Alibaba has launched a new Tongyi DeepResearch. It is the first fully open-source web agent to match OpenAI’s DeepResearch in performance. However, unlike most AI releases, it includes a complete playbook for building powerful research agents. So in this article, I have talked about 5 things to know about.
1. It Matches, and Sometimes Beats, Proprietary Rivals

The company released the benchmark scores, which revealed that it achieved 32.9 on Humanity’s Last Exam, 43.4 on BrowseComp, 46.7 on BrowseComp-ZH, and 75 on xbench-DeepSearch. These tests are designed for complex information-seeking tasks, and Alibaba’s results systematically outperform both existing open-source and proprietary Deep Research agents.
The interesting part here is that by reaching parity with OpenAI’s DeepResearch, Alibaba has indicated that high-level research performance is no longer limited to closed systems.
2. A Full-Stack Methodology
The company has also shared a complete methodology for building advanced research agents.
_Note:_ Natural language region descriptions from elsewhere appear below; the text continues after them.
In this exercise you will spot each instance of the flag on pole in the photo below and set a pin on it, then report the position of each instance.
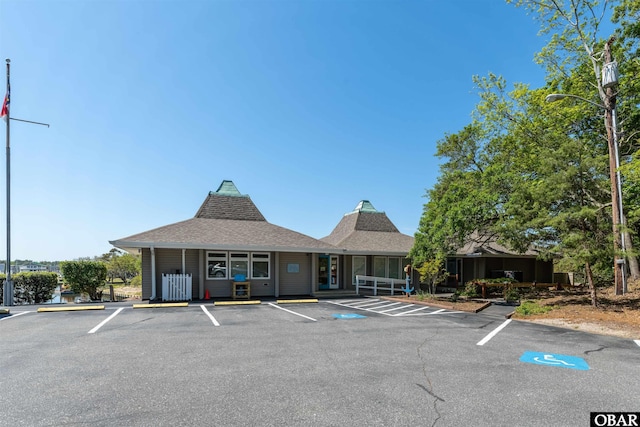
(5, 104)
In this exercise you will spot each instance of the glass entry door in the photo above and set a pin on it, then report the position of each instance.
(323, 272)
(328, 272)
(333, 275)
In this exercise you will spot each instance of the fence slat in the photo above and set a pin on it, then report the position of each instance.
(176, 287)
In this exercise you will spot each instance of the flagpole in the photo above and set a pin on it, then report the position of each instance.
(8, 283)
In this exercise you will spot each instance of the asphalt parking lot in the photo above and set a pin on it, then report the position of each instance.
(334, 362)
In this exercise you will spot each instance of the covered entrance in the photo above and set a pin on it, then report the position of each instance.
(328, 272)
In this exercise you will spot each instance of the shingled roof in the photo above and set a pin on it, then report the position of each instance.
(481, 245)
(368, 231)
(227, 220)
(227, 203)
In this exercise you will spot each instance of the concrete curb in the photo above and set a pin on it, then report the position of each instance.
(169, 304)
(250, 302)
(296, 301)
(71, 308)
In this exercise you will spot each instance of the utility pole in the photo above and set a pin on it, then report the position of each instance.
(609, 101)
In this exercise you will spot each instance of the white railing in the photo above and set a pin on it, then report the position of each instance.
(176, 287)
(379, 284)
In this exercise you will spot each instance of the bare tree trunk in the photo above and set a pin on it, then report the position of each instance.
(592, 286)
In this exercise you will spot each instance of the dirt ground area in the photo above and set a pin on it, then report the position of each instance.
(617, 315)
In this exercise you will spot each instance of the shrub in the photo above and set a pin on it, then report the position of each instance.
(470, 290)
(527, 308)
(136, 281)
(31, 288)
(511, 294)
(85, 277)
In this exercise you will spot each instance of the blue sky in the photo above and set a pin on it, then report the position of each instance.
(308, 106)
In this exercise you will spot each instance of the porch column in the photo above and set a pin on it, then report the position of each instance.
(153, 273)
(203, 271)
(314, 267)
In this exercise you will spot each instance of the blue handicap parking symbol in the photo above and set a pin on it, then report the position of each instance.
(349, 316)
(557, 360)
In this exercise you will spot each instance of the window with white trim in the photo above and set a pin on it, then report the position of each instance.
(359, 267)
(260, 265)
(216, 265)
(239, 264)
(395, 268)
(380, 266)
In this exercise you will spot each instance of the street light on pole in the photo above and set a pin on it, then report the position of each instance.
(616, 188)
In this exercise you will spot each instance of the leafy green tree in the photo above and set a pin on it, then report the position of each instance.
(433, 272)
(85, 276)
(124, 266)
(576, 43)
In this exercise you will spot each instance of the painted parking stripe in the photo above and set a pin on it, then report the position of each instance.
(388, 305)
(15, 315)
(397, 307)
(494, 332)
(104, 322)
(377, 302)
(292, 312)
(411, 313)
(424, 307)
(213, 319)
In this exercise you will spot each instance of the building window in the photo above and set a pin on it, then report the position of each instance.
(380, 266)
(395, 268)
(216, 265)
(239, 264)
(223, 265)
(260, 266)
(359, 267)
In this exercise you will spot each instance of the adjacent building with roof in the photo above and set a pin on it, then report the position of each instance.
(482, 257)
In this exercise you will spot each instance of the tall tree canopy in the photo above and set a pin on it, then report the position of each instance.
(528, 172)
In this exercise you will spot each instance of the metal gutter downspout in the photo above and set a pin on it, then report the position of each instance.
(153, 273)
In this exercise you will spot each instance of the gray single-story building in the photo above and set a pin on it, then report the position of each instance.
(229, 241)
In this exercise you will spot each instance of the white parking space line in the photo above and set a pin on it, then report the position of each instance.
(494, 332)
(213, 319)
(397, 308)
(360, 301)
(101, 324)
(366, 305)
(15, 315)
(389, 305)
(292, 312)
(404, 313)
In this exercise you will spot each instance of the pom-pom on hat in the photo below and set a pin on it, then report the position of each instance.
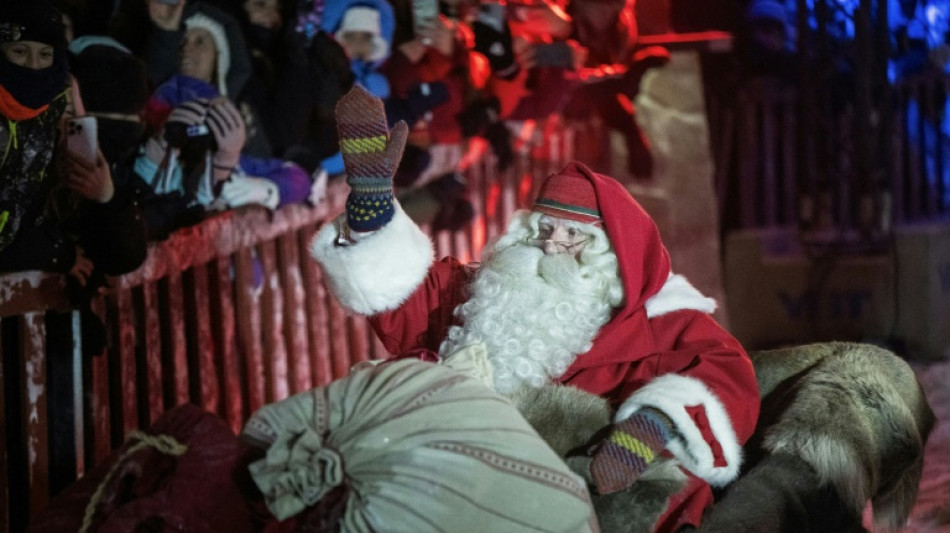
(36, 21)
(568, 194)
(216, 29)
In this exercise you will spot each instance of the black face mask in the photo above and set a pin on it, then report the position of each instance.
(35, 88)
(119, 139)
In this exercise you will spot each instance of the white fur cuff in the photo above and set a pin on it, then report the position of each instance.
(380, 271)
(671, 394)
(676, 294)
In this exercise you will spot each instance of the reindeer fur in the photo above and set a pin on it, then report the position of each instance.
(855, 415)
(841, 424)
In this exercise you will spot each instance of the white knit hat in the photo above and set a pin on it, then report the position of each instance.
(204, 22)
(364, 18)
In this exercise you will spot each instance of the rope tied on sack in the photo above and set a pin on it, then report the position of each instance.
(163, 443)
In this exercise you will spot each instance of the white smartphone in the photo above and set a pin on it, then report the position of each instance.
(81, 137)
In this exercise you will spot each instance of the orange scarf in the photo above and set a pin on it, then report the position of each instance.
(13, 110)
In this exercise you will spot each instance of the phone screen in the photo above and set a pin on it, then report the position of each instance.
(81, 137)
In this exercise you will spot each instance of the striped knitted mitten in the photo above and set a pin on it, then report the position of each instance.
(371, 155)
(632, 445)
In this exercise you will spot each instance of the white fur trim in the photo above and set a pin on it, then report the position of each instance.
(380, 271)
(671, 394)
(676, 294)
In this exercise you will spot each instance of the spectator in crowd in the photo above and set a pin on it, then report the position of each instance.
(55, 206)
(365, 31)
(614, 68)
(192, 161)
(297, 79)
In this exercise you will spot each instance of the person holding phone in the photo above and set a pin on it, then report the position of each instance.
(49, 197)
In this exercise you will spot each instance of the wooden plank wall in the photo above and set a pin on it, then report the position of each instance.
(229, 315)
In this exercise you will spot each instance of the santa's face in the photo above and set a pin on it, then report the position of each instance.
(538, 300)
(562, 236)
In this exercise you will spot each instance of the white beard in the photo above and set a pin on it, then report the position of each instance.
(534, 313)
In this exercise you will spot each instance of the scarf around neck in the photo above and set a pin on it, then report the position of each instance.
(26, 92)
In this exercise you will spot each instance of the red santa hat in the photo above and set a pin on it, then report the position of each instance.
(568, 194)
(577, 193)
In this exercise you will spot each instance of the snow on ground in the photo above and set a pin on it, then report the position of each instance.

It spans Agentic Continual Pre-training (CPT) for developing strong foundations, Supervised Fine-Tuning (SFT) to bootstrap initial reasoning abilities, and Reinforcement Learning (RL) for refining performance.
The showstopper here is the new AgentFounder, which is an automated system that continuously synthesizes new training data, creating a self-improving “data flywheel.” For inference, the model works effectively in vanilla ReAct mode without any prompt engineering, while Heavy Mode demonstrates its maximum reasoning and planning capabilities.
3. Advanced Data Generation That Pushes AI Limits
Alibaba has developed an end-to-end synthetic data engine, which is said to be capable of creating PhD-level research questions without human intervention. This pipeline not only increases question difficulty but also makes sure that the verifications are accurate and minimizes inconsistencies between data structure and reasoning steps.
Furthermore, by relying on large-scale synthetic tasks instead of human-labeled datasets, the team achieved more stable and scalable improvements. This approach effectively breaks through previous limits on AI research agent performance and provides a robust foundation for future development.
4. Infrastructure Built for Scale
The company introduced a custom Group Relative Policy Optimization (GRPO) algorithm for reinforcement learning, which stabilizes training and avoids pitfalls like format collapse. They also replaced costly, inconsistent live web APIs with a synthetic training environment, enabling faster iteration and reduced development costs.
Moreover, a stable tool sandbox was created to handle failures, retries, and concurrency, preventing errors from disrupting learning. Apart from that, Alibaba implemented automated, real-time data curation that adjusted the training set, ensuring both stability and performance gains as the model evolved.
5. Already Powering Real Applications

Obviously, Alibaba’s ecosystem has been using Tongyi DeepResearch. But according to the company, it has been used by others as well. For example, it powers Gaode Mate’s “Xiao Gao,” which is an AI copilot that can generate detailed, multi-day driving tours based on user preferences, such as scenic spots and pet-friendly hotels. In legal tech, Tongyi FaRui autonomously performs legal research, retrieves and cross-references case law, and cites statutes with professional accuracy.
So by open-sourcing Tongyi DeepResearch and its entire training methodology, one thing is clear: Alibaba is challenging proprietary AI leaders and empowering developers worldwide. This release could speed up innovation across industries such as navigation, legal research, and more.